Sinha begins by weaving together several strands of the emancipation story usually treated separately: abolitionism, the story of liberated slaves and missionaries who worked with them, and accounts of slaves achieving their freedom in the tumult of war. Sinha chronicles how abolitionist reformers, Black and white, male and female, understood the meaning of the Civil War and fought for change after four years of brutal carnage came to an end in April 1865. As the abolitionist U.S. Senator Charles Sumner proclaimed in June 1865 to the New England Freedmen’s Aid Society: “Liberty has been won, the battle of Equality is still pending.”
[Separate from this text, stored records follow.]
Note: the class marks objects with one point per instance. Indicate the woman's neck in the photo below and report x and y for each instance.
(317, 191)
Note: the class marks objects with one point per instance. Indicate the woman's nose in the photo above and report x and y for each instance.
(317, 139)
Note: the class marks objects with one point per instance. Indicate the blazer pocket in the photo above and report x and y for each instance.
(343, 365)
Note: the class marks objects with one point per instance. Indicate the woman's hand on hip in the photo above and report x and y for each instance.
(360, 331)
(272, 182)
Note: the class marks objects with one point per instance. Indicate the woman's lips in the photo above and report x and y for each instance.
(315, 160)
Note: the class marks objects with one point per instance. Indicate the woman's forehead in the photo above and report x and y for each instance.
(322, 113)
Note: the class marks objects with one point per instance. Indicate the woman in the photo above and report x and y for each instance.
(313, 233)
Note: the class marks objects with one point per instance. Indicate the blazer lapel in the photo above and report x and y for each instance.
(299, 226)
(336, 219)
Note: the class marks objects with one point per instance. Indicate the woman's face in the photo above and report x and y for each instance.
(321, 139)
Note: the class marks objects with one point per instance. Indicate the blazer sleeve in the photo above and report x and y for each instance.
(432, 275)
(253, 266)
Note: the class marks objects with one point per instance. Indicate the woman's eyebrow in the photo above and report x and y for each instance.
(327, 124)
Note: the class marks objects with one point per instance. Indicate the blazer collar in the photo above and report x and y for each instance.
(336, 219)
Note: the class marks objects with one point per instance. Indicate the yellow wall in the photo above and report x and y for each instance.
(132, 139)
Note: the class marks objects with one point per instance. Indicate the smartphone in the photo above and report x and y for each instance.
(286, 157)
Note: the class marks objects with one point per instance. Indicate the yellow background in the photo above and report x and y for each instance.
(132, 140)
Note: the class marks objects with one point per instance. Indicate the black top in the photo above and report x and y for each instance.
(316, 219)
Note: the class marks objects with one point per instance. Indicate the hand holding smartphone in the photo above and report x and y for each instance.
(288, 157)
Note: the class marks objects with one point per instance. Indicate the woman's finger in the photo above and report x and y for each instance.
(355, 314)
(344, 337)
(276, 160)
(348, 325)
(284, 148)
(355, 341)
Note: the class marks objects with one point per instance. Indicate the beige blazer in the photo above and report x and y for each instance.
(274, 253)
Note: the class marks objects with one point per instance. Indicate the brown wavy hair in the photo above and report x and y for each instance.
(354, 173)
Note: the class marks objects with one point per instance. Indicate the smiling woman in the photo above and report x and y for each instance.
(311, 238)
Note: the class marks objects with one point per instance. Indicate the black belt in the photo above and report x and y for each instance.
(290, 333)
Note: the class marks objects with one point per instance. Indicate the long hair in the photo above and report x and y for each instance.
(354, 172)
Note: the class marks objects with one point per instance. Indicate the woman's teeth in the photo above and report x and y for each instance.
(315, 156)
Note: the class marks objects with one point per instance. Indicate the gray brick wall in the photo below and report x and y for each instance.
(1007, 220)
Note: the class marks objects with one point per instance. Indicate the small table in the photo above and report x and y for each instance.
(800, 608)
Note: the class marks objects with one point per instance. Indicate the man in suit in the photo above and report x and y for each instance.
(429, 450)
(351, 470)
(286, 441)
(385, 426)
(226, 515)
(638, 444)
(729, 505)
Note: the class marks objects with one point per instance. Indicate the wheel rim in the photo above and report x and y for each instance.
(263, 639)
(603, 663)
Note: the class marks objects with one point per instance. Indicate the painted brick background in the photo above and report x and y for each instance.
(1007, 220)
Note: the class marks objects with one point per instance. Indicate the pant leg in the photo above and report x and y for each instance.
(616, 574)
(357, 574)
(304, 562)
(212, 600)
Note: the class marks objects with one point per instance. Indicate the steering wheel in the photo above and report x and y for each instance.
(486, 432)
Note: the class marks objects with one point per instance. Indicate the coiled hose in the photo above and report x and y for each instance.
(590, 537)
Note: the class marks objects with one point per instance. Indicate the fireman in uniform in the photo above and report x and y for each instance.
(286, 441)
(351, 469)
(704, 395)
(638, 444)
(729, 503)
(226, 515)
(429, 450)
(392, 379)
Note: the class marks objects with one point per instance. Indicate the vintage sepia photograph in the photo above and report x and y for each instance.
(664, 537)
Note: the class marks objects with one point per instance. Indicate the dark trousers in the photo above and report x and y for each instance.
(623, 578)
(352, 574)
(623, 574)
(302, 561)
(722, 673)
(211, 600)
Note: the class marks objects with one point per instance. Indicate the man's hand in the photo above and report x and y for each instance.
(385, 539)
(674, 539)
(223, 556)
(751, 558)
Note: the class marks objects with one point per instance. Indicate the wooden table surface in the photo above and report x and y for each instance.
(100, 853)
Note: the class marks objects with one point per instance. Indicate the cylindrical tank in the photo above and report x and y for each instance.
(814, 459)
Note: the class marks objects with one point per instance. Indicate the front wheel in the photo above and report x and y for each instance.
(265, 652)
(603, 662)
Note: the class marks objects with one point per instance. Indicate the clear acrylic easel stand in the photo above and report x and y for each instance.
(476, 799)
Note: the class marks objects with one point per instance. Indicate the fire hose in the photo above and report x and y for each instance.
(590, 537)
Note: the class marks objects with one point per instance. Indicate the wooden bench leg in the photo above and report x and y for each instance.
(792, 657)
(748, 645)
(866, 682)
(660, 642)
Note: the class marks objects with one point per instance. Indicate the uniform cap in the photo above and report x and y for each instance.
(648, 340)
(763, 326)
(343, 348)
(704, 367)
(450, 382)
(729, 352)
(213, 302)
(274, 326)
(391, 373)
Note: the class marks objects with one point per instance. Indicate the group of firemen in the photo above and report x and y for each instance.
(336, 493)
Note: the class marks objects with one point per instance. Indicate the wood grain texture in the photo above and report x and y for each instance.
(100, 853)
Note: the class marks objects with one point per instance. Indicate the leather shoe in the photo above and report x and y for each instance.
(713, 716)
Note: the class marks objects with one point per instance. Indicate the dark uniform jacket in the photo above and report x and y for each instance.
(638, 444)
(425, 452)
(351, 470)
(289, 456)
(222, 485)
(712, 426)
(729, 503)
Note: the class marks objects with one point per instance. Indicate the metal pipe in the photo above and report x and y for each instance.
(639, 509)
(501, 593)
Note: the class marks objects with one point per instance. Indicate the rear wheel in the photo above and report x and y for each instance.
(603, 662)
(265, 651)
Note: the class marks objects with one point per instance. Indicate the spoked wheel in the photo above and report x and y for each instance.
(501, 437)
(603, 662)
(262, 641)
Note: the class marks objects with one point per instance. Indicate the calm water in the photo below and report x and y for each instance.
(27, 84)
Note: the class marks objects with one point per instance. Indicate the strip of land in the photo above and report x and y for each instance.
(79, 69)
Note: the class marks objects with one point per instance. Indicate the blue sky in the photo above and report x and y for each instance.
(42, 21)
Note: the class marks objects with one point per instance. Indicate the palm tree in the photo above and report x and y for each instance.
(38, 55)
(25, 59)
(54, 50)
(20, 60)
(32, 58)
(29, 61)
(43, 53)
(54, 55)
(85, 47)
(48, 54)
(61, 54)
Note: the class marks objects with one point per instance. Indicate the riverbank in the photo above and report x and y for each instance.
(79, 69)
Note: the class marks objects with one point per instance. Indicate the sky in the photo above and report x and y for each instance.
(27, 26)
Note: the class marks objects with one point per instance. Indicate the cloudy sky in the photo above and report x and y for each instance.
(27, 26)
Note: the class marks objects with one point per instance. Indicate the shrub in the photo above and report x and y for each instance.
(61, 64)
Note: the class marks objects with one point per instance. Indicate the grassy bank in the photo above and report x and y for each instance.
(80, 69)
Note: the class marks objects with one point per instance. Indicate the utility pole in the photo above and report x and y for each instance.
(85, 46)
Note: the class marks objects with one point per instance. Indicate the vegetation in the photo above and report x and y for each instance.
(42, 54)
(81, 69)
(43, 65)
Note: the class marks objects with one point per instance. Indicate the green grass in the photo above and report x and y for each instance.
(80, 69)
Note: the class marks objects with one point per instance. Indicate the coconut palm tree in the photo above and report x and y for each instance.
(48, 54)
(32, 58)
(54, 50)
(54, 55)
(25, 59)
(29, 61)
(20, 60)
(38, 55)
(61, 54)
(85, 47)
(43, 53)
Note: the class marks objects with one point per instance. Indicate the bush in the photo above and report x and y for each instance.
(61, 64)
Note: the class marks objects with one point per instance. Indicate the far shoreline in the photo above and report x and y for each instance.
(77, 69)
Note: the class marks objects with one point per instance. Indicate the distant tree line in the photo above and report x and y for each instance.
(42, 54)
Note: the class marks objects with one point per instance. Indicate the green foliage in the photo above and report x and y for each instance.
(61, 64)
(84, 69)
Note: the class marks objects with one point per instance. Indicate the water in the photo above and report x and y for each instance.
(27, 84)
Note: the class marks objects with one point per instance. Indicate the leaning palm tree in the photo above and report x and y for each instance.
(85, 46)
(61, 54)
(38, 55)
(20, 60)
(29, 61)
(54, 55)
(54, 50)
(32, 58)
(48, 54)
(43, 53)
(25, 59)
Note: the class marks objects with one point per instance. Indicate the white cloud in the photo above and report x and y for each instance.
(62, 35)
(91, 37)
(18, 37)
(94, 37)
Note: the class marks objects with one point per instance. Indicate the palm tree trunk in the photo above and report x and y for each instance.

Building on Du Bois’ Black Reconstruction, Sinha uses the phrase “abolition democracy” to detail the new vision of democracy that radical Republicans and Black leaders came to embrace in the postwar period and into the twentieth century. For classroom teachers, the author’s discussion of what she calls “grassroots reconstruction”—the significance of a “range of actions by disenfranchised groups on the ground to expand the boundaries of national citizenship and belonging”—will serve to expand the curriculum in rich and meaningful ways. Sinha’s mining of Freedmen’s Bureau records offers readers a “glimpse into how freedpeople tried to deploy it in defense of themselves, their homes, families, and communities, even when confronted with racist or unsympathetic agents” (131). Sinha also details the impact of the Union Leagues and Republican clubs, along with Black conventions, and the actions of Black leaders at constitutional conventions in the South.